Answer Key: PRR Checklist
Exercise 1: Run a PRR
Question: Review a system design using this checklist. What issues do you find?
Answer
System: API service with database, cache, and external API dependencies
PRR Review Findings
Critical Issues (Must Fix):
- No SLIs/SLOs Defined
- Issue: No service level indicators or objectives defined
- Impact: Can't measure reliability, can't set error budgets
-
Fix: Define SLIs (availability, latency, error rate) and SLOs (targets)
-
No Monitoring
- Issue: No metrics, logs, or traces configured
- Impact: Can't detect problems, can't debug issues
-
Fix: Set up metrics (latency, throughput, errors), logs (structured), traces (critical paths)
-
No On-Call
- Issue: No on-call rotation or procedures
- Impact: Can't respond to incidents
-
Fix: Set up on-call rotation, define escalation paths, create runbooks
-
No Rollback Plan
- Issue: No rollback procedure documented or tested
- Impact: Can't recover from bad deployments
-
Fix: Document rollback procedure, test rollback, automate if possible
-
No Security
- Issue: No authentication, authorization, or encryption
- Impact: Vulnerable to attacks, data breaches
- Fix: Add authentication (OAuth/JWT), authorization (IAM), encryption (TLS, at rest)

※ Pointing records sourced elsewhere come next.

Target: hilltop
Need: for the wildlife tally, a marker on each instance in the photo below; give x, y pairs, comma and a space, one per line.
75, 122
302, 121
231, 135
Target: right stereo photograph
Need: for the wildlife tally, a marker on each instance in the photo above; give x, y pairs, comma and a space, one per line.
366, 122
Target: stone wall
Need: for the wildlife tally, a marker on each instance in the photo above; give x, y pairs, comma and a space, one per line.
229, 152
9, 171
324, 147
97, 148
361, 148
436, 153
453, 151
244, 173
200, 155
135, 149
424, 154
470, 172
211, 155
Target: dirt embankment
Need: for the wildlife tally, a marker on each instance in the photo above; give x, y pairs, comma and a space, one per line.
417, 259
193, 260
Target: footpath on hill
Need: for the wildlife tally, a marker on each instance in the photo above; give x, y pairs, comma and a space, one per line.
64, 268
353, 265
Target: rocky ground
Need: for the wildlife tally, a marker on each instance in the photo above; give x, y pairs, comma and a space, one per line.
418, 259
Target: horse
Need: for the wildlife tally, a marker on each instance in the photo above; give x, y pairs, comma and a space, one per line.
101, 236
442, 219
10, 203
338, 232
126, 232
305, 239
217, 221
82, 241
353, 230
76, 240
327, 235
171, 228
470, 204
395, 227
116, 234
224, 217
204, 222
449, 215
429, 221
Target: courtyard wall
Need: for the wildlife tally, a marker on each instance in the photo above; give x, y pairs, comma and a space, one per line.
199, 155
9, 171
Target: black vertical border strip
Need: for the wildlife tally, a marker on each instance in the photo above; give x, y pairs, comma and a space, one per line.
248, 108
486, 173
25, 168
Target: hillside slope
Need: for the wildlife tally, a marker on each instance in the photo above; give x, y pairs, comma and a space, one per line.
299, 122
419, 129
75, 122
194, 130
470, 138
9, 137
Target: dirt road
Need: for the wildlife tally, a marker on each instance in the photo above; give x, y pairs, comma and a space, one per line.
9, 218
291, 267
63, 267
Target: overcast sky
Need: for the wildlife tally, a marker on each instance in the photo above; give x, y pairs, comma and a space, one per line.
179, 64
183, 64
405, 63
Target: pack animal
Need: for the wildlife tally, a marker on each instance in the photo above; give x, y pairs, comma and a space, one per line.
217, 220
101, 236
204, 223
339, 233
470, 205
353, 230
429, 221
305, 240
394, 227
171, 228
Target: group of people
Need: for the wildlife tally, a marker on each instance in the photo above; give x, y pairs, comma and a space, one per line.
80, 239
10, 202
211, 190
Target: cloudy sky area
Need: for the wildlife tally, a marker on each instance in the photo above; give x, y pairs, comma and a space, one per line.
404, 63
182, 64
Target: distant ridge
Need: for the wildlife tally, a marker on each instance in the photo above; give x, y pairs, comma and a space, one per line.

Important Issues (Should Fix):
- Weak SLIs
- Issue: Using internal metrics (CPU, memory) instead of user-facing metrics
- Impact: SLIs don't reflect user experience
-
Fix: Use user-facing metrics (availability, latency, error rate)
-
Alert Fatigue
- Issue: Too many alerts, not actionable
- Impact: Alerts ignored, real issues missed
-
Fix: Reduce alerts, make alerts actionable, set appropriate thresholds
-
No Runbooks
- Issue: No runbooks for common operations or incidents
- Impact: Don't know how to respond to issues
-
Fix: Create runbooks for common incidents, test runbooks
-
No Load Testing
- Issue: System not load tested
- Impact: Don't know capacity limits, may fail under load
-
Fix: Run load tests, test at 2× expected load, identify bottlenecks
-
Weak Security
- Issue: Security gaps (no encryption, weak authentication)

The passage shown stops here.